Dowd wählte diesen Zeitpunkt, um einen Fluchtversuch zu unternehmen, doch er schätzte seine Chancen falsch ein: Eine Pseudopodie traf auf seine Schulter, wickelt sich sofort um den Hals und zog den Mann über den Rand des Lochs. Im gleichen Augenblick verlor Judith endgültig jede Hoffnung, sich am Rand der Öffnung festhalten zu können. Sie rutschte dem Schlund schneller entgegen und stieß dabei einen letzten verzweifelten Schrei aus. Quaisoir reagierte sofort. Als Jude den Tod bereits sicher wähnte, als um sie herum die Mauern des Schachtes nach oben wuchsen, sausten mehrere blaue Tentakel heran und packten sie an Handgelenken und Armen.

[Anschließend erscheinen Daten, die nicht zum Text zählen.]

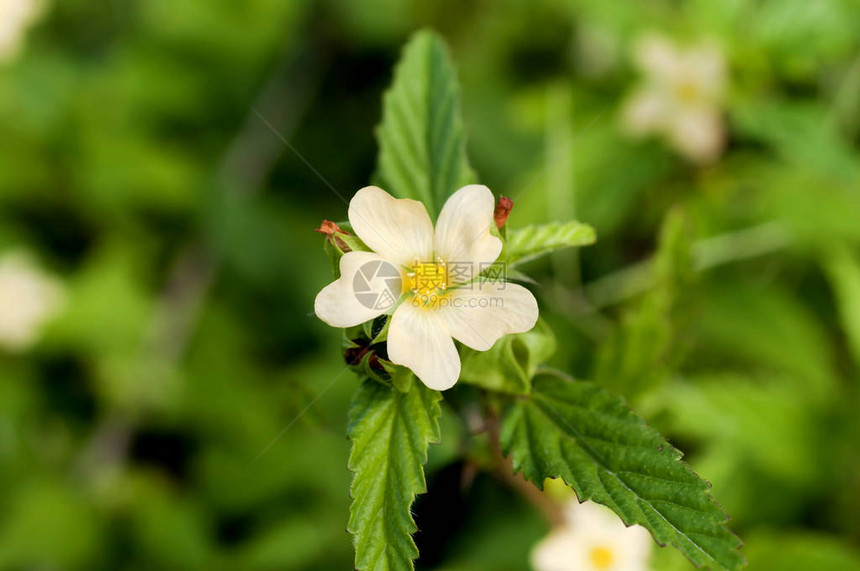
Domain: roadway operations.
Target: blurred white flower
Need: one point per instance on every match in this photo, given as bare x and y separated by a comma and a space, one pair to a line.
28, 298
430, 273
16, 16
680, 97
593, 538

Sie schloß ihrerseits die Finger darum und fühlte, wie sie nach oben gezogen wurde. Quaisoir holte sie aus dem Trichter und setzte sie vorsichtig auf dem Boden ab. Judith rollte sich auf den Rücken und schnaufte wie ein Sprinter nach dem Rennen, während sich die Rankenfühler von ihr lösten.
Dowds Flehen erklang aus dem Schacht und veranlaßte sie schließlich dazu, sich wieder aufzurichten. Über viele Generationen hinweg hatte er die Rolle des Dieners gespielt -
kein Wunder, daß er die Kunst des Winselns so gut beherrschte. Er versprach Quaisoir ewigen Gehorsam und völlige Selbstverleugnung, falls sie ihm das Leben schenkte.
Funkelten nicht in jeder himmlischen Krone die Edelsteine namens Gnade und Barmherzigkeit? Und war sie kein Engel?
»Nein«, erwiderte Quaisoir. »Ebensowenig wie ich die Braut von Jesus Christus bin.«
Dowd gab nicht auf und begann mit einer neuen Litanei; er pries die Blinde, stellte ihr seine ewigen Dienste in Aussicht und beschrieb sie in allen Einzelheiten. Sie könnte keinen besseren Sklaven finden, keinen anspruchsloseren Akolythen.
Was verlangte Quaisoir von ihm? Seine Männlichkeit? Kein Problem. Dowd erklärte seine Bereitschaft, sich auf der Stelle 699
kastrieren zu wollen.
Gleich darauf bekam Judith einen eindeutigen Beweis für Quaisoirs neue Kräfte, als ihre Tentakel den Gefangenen wirklich aus dem Schacht hoben und an den Rand zogen.
Dowds Erleichterung fand in einer Flut aus Worten Ausdruck.
»Danke, tausend Dank, oh, ich bin ja so dankbar...«
Jude sah, daß ihm gleich doppelte Gefahr drohte: Unter ihm gähnte der dunkle Trichter, und die Ranken hätten ihn vermutlich erdrosselt, wenn es ihm nicht gelungen wäre, seine Finger zwischen Hals und Schlinge zu schieben. Theatralische Tränen rannen ihm über die Wangen.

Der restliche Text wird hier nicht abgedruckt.